ENTROPY (BASEL, SWITZERLAND) 2025;
27:522. [PMID:
40422476 DOI:
10.3390/e27050522]
[Citation(s) in RCA: 0] [Impact Index Per Article: 0] [Reference Citation Analysis] [Abstract] [Key Words] [Track Full Text] [Subscribe] [Scholar Register] [Received: 02/26/2025] [Revised: 05/06/2025] [Accepted: 05/06/2025] [Indexed: 05/28/2025]
Abstract
Power operates across multiple scales, from physical action to complex social dynamics, and is constrained by fundamental principles. In the social realm, power is shaped by interactions and cognitive capacity: socially-facilitated empowerment enhances an agent's information-processing ability, either by delegating tasks or leveraging collective resources.
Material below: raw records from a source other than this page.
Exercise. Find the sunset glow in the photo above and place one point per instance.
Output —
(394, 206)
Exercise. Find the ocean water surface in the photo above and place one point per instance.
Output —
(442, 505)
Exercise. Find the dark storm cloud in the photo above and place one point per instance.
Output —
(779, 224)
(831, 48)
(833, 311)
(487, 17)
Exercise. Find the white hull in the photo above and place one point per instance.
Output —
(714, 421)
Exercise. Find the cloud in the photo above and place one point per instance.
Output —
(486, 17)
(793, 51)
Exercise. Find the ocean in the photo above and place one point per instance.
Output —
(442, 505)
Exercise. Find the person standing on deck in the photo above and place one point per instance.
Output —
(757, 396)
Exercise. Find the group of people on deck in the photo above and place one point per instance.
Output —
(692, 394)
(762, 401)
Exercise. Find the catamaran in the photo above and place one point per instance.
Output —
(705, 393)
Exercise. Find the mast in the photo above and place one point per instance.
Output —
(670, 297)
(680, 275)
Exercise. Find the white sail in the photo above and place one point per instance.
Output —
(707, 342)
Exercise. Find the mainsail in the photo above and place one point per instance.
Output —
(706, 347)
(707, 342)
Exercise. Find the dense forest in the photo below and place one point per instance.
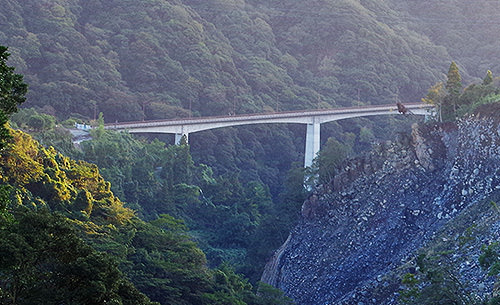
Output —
(237, 190)
(161, 59)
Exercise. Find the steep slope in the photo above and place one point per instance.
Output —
(382, 208)
(157, 59)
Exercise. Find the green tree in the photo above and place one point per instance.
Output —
(44, 261)
(332, 154)
(454, 87)
(12, 94)
(435, 96)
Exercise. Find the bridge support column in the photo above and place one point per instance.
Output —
(178, 137)
(312, 142)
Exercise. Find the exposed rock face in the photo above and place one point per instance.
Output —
(381, 209)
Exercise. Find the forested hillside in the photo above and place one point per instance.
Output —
(157, 59)
(238, 190)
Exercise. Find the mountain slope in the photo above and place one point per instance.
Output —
(383, 208)
(157, 59)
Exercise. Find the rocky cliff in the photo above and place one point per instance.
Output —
(358, 233)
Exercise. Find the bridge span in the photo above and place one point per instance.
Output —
(312, 118)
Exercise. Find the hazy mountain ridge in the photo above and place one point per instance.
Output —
(219, 57)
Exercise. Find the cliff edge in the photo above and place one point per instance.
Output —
(385, 207)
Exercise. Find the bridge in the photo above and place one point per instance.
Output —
(312, 118)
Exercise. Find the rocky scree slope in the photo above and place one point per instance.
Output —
(382, 208)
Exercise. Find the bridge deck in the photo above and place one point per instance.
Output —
(261, 116)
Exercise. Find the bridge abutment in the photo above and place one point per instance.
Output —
(178, 138)
(312, 142)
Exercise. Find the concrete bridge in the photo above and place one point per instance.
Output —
(313, 119)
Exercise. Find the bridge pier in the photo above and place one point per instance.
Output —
(178, 137)
(312, 142)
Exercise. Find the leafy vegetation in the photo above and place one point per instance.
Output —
(66, 238)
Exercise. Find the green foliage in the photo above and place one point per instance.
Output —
(43, 261)
(453, 103)
(12, 94)
(329, 158)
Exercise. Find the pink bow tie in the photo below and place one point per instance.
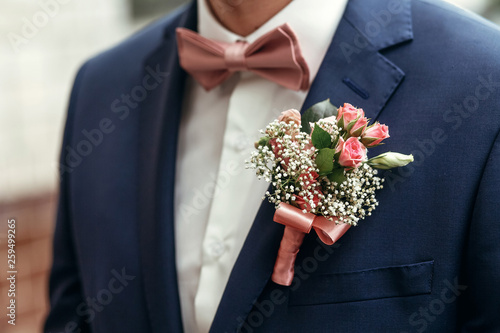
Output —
(275, 56)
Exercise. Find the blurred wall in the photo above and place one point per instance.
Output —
(42, 44)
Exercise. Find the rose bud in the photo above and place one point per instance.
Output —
(353, 153)
(390, 160)
(374, 135)
(348, 114)
(291, 115)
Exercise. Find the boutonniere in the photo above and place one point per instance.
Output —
(321, 176)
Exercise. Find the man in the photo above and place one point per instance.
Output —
(161, 230)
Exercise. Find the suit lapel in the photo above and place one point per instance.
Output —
(159, 122)
(353, 71)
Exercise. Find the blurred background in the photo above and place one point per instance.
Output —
(42, 44)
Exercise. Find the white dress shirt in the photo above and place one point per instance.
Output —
(216, 198)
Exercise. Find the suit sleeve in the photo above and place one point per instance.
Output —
(480, 303)
(65, 288)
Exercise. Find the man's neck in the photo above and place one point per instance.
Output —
(245, 16)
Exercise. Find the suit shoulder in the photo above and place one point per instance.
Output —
(131, 52)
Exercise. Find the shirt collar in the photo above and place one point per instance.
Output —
(314, 26)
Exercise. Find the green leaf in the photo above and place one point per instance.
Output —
(316, 112)
(324, 160)
(337, 176)
(320, 138)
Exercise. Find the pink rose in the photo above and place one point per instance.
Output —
(353, 153)
(348, 114)
(374, 135)
(291, 115)
(305, 205)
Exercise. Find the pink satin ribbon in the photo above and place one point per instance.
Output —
(297, 225)
(275, 56)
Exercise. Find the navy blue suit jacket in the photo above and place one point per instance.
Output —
(427, 260)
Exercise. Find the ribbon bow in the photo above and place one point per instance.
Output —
(297, 225)
(275, 56)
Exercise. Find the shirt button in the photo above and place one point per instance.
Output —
(216, 248)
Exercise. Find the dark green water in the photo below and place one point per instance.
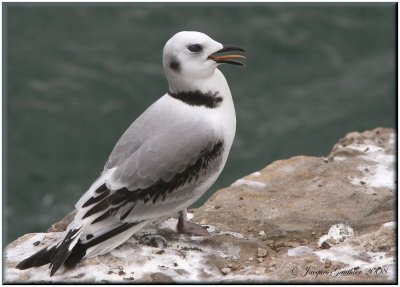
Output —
(76, 76)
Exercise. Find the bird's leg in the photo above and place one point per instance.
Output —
(188, 227)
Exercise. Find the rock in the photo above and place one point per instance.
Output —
(262, 252)
(297, 220)
(226, 270)
(161, 278)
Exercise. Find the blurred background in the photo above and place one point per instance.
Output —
(76, 76)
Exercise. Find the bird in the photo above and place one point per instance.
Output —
(164, 162)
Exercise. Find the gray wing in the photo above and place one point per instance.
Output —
(165, 154)
(158, 163)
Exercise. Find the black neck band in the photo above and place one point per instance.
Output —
(197, 98)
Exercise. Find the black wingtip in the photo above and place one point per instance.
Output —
(40, 258)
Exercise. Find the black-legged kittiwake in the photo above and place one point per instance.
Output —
(166, 159)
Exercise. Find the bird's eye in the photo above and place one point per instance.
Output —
(194, 48)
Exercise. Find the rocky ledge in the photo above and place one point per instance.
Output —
(304, 219)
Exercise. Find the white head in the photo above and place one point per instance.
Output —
(188, 59)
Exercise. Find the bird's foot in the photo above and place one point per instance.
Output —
(190, 228)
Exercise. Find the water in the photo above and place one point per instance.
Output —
(76, 76)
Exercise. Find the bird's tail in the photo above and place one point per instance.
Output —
(72, 249)
(56, 254)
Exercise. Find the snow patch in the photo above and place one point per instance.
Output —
(370, 261)
(257, 173)
(299, 250)
(337, 233)
(250, 183)
(380, 173)
(390, 224)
This computational advantage expands access to policies and buffers against vulnerabilities, amplifying an individual's or group's influence. In AIF, social power emerges from the capacity to attract attention and process information effectively. Our semantic habitat-narratives, ideologies, representations, etc.-functions through attentional scripts that coordinate social behavior. Shared scripts shape power dynamics by structuring collective attention. Speculative scripts serve as cognitive tools for low-risk learning, allowing agents to explore counterfactuals and refine predictive models. However, dominant scripts can reinforce misinformation, echo chambers, and power imbalances by directing collective attention toward self-reinforcing policies. We argue that power through scripts stems not only from associations with influential agents but also from the ability to efficiently process information, creating a feedback loop of increasing influence. This reframes power beyond traditional material and cultural dimensions, towards an informational and computational paradigm-what we term possibilistic power, i.e., the capacity to explore and shape future trajectories. Understanding these mechanisms has critical implications for political organization and technological foresight.